ZMANN Consultoria Financeira ← Todos os artigos
Blog ZMANN · Proteção patrimonial

Seguro de vida vale a pena? Para quem, quanto e os pega-ratões

Por Victor Zimmermann · Consultor CVM 20 de agosto de 2026 Leitura: 7 min

Vou responder logo, porque a pergunta merece resposta direta: seguro de vida vale a pena para quem tem alguém dependendo da sua renda. Só isso. Se você sumisse amanhã e ninguém tivesse a vida financeira virada do avesso, você provavelmente não precisa. Se alguém teria, você precisa, e aí o assunto deixa de ser "vale a pena?" e vira "de quanto, e comprado como?". É essa segunda pergunta que quase ninguém responde direito.

O que seguro de vida realmente é

Seguro de vida é um contrato em que você paga um valor mensal para que, se você morrer, a seguradora entregue um capital combinado a quem você escolheu. Não é investimento, não é poupança e não deveria render nada. É a compra de uma certeza para a sua família num cenário que você não quer imaginar.

Muita gente trava justamente aí, no desconforto de pensar na própria morte. Eu entendo. Mas a conta é fria: sem o seguro, o custo da sua ausência é pago pelas pessoas que ficam, no pior momento da vida delas.
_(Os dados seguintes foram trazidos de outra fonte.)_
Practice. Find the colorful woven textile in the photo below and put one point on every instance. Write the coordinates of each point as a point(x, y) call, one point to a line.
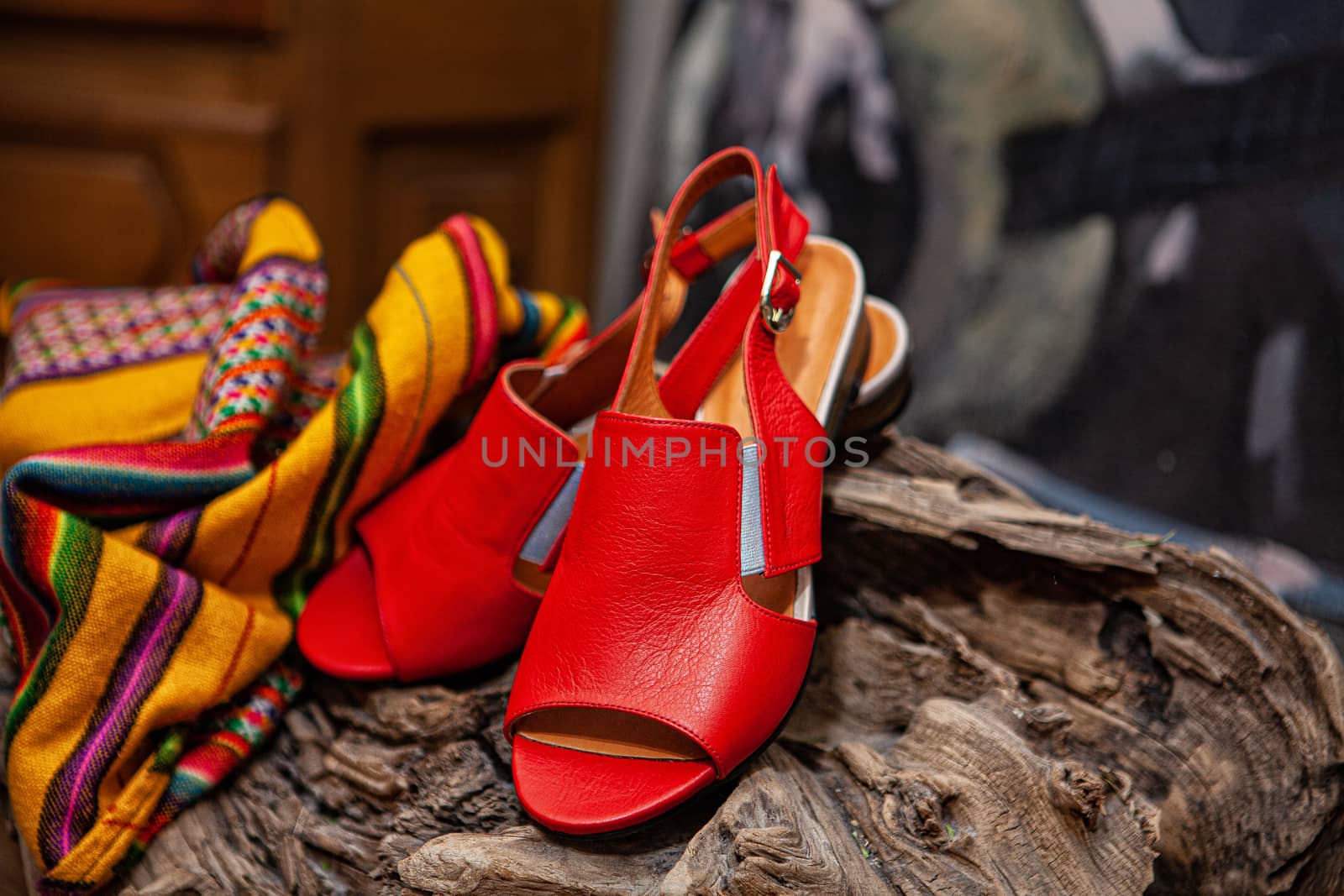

Para quem faz sentido, e para quem não faz

Na prática do atendimento, o seguro de vida se justifica em três situações bem definidas:

E não faz sentido quando ninguém depende de você financeiramente. Solteiro, sem filhos, sem dívida, com pais independentes? Guarde o dinheiro do prêmio e reforce a reserva de emergência, que nessa fase da vida protege muito mais. Necessidade de seguro nasce de dependência, não de idade.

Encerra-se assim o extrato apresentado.